If just having oven baked chicken – cook it until it is done. Serve with rice and a salad. Or 2 veggies – corn and green beans or whatever variation you want.
If grilling the chicken, cook it for 35 minutes at 350 degrees. This ensures that the chicken is 75% cooked. The rest of the cooking process will happen on the grill. While your chicken was cooking, you should have started up your grill, so it’s nice and hot with indirect heat. Place the chicken skin side down on the grill. Cover and cook for about 5 minutes. Flip the chicken using tongs – apply a thin layer of BBQ sauce or teriyakki sauce or a wet Jerk seasoning or nothing, maybe you just want a grilled chicken flavor. Cover and cook for another 5 minutes. Flip the chicken again - apply a layer of sauce. Cover and cook for 5 additional minutes. Then uncover, douse the chicken until it is saucy as you want it. Keep the chicken on the grill for another minute or two (long enough for the sauce to warm up) – remove using tongs.
For a beautiful one pan meal…I’ve made a bastardized version of http://www.foodandwine.com/recipes/roasted-chicken-legs-with-potatoes-and-kale
(C) Tina Rupp Food and Wine Magazine
Pretty much, get 4 washed potatoes (use white ones – Idaho or Yukon Gold or a bunch of fingerlings), slice them so they are rounds about 1/4″inch thick (for maximum nutritional value, leave skins on, else you can remove them).
Get a green leafy vegetable - Food and Wine uses Kale, I’ve used collard greens, cabbage, mixed greens (mustard, collard etc). I’m sure kale, swiss chard, napa cabbaage, or bok choy would also do well. I would advise against spinach as it’s rather delicate.
Lightly oil the bottom of a roasting pan (you need one that is at least 3″ high), make a layer of potatoes. Season with a bit of salt and pepper (minimal).
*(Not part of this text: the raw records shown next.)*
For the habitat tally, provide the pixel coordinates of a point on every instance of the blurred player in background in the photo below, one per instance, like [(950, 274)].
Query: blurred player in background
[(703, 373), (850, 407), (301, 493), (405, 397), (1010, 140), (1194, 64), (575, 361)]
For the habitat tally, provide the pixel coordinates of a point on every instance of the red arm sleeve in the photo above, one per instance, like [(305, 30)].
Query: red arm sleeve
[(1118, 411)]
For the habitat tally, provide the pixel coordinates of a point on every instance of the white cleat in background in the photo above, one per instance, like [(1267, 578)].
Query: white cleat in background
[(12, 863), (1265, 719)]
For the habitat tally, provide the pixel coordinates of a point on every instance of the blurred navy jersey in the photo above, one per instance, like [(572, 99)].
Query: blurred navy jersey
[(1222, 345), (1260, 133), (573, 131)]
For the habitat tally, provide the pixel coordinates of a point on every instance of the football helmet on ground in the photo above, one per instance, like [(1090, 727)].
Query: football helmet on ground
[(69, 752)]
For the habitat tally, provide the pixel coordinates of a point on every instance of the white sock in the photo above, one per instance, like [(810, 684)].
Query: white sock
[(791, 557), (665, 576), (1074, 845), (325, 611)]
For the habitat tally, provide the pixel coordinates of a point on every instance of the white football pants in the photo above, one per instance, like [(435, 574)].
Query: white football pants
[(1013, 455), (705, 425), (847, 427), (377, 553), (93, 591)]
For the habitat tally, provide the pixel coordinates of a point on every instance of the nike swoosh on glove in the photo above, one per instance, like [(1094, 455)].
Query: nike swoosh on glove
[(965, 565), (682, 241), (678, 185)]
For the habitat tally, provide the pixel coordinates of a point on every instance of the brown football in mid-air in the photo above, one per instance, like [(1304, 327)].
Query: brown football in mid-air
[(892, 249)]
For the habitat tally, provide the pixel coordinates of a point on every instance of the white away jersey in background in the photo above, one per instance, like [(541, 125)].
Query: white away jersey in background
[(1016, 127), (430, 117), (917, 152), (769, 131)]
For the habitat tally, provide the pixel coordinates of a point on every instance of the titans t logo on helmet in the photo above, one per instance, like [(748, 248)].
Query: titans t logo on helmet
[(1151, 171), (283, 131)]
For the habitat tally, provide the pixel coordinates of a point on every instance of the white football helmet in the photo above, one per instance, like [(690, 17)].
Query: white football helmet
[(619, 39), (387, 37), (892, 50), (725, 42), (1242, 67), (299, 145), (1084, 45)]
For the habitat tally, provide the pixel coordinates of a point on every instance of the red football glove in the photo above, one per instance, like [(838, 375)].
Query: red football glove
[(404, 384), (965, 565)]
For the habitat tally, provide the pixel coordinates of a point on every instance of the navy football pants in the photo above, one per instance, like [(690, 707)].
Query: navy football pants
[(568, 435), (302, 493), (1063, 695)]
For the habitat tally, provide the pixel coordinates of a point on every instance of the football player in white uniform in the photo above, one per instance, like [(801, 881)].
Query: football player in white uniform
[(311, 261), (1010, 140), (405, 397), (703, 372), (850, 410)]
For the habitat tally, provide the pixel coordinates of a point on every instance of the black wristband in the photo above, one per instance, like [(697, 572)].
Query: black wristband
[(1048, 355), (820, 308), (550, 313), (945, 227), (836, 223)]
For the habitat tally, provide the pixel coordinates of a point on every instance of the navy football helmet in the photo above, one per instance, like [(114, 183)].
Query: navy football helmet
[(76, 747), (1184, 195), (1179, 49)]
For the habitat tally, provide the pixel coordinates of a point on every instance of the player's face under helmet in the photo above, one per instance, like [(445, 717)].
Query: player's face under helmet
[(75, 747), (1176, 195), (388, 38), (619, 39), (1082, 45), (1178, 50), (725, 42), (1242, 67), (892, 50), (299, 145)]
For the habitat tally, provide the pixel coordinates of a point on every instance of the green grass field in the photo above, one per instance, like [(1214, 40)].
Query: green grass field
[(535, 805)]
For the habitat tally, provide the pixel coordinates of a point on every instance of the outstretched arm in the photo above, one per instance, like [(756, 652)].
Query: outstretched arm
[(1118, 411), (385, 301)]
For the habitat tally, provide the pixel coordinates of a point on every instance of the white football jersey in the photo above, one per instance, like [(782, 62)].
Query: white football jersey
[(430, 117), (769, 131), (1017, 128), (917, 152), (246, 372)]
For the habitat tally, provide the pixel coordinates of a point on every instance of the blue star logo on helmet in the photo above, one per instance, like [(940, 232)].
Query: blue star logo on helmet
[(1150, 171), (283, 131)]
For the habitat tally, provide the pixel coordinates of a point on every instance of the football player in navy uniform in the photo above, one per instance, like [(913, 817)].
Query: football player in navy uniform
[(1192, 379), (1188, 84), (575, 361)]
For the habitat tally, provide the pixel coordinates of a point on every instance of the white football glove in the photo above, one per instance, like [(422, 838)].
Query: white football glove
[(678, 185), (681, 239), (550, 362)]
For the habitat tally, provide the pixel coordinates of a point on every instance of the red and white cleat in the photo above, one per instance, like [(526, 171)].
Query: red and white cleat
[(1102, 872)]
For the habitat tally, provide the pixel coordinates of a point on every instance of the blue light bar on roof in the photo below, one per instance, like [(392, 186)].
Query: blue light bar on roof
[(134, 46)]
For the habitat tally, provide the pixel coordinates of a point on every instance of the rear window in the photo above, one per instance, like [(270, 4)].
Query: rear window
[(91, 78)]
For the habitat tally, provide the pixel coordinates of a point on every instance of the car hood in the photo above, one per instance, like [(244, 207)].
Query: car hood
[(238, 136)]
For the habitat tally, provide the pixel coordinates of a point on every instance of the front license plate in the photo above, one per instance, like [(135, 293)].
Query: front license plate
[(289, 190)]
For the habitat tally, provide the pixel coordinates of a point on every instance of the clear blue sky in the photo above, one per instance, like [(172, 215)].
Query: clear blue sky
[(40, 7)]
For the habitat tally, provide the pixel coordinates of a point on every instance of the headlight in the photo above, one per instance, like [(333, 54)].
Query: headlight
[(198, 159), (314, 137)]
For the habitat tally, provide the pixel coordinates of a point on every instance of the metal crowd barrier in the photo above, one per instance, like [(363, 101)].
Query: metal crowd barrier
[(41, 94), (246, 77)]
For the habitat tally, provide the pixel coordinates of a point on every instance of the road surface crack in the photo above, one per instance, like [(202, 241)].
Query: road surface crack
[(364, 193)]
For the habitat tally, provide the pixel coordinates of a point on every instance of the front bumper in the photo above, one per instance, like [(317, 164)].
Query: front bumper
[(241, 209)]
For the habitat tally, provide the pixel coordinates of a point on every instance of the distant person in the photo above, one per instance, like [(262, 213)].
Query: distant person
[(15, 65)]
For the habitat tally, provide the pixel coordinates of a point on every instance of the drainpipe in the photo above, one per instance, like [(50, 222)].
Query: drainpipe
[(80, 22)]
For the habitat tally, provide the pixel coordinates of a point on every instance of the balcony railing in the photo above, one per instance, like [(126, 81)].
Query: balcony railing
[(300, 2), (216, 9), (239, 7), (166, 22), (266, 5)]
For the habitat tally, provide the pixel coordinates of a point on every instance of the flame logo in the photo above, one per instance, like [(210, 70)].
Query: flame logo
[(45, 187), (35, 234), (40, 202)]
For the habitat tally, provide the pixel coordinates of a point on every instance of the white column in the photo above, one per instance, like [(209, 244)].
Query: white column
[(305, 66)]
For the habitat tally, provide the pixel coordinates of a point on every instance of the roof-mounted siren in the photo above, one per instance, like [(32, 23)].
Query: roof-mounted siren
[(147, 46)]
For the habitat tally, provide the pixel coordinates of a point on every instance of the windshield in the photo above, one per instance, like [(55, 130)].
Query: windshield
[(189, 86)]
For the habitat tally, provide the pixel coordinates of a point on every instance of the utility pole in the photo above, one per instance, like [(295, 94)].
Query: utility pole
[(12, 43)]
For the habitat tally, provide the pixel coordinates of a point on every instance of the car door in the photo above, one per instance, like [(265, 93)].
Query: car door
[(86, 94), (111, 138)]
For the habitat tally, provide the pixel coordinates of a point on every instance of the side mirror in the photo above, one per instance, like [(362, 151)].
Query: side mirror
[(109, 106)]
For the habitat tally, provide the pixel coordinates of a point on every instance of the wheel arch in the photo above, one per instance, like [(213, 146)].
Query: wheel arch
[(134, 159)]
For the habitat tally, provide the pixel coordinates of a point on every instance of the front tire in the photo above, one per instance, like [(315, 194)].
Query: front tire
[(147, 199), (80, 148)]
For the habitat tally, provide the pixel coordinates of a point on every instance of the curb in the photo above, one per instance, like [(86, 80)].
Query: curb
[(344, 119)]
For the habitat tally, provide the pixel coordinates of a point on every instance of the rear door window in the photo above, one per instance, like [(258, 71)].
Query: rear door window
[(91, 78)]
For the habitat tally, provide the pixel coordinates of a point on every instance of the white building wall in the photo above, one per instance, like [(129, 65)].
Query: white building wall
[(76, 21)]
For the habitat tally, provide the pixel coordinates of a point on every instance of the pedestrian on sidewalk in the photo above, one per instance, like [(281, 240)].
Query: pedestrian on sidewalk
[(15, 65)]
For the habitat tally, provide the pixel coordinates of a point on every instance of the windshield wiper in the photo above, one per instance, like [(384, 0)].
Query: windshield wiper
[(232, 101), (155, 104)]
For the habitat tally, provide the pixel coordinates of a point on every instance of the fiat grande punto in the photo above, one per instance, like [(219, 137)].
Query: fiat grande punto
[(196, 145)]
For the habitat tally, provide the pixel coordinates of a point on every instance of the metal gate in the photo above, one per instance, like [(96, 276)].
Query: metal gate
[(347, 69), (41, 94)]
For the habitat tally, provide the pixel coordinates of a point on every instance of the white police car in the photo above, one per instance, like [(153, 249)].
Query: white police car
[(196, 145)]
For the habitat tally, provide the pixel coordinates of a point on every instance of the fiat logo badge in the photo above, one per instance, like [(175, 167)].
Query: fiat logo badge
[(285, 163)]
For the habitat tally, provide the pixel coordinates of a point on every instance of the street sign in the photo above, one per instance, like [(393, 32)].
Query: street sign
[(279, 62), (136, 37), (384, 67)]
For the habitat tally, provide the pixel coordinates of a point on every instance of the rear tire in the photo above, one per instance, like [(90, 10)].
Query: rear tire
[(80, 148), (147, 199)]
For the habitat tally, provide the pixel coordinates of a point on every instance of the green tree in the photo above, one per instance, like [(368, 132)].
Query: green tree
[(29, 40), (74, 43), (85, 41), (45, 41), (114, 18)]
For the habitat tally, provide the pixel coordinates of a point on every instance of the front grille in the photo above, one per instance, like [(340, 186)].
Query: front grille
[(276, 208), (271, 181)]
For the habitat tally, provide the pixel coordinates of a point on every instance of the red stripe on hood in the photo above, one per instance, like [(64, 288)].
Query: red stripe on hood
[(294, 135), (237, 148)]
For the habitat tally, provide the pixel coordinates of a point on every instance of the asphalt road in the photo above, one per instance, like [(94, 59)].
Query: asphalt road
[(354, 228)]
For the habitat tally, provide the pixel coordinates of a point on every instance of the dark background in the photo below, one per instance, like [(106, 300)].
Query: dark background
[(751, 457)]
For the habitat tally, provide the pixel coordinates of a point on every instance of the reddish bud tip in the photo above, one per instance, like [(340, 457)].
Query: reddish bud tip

Add your vegetation, sprinkle about 1 tbsp of oil on the veggies. Then place your seasoned cleaned (level 1) quarter legs on top of that. Cover with foil – bake @ 425 for 20 minutes on the top rack. Uncover the pan, bake for another 30 minutes or so until it is cooked all the way through. The juices/fat from the chicken will end up braising the greens and cooking the potatoes. The meal is complete as it has a starch, greens and protein. I would probably still serve it up with salad.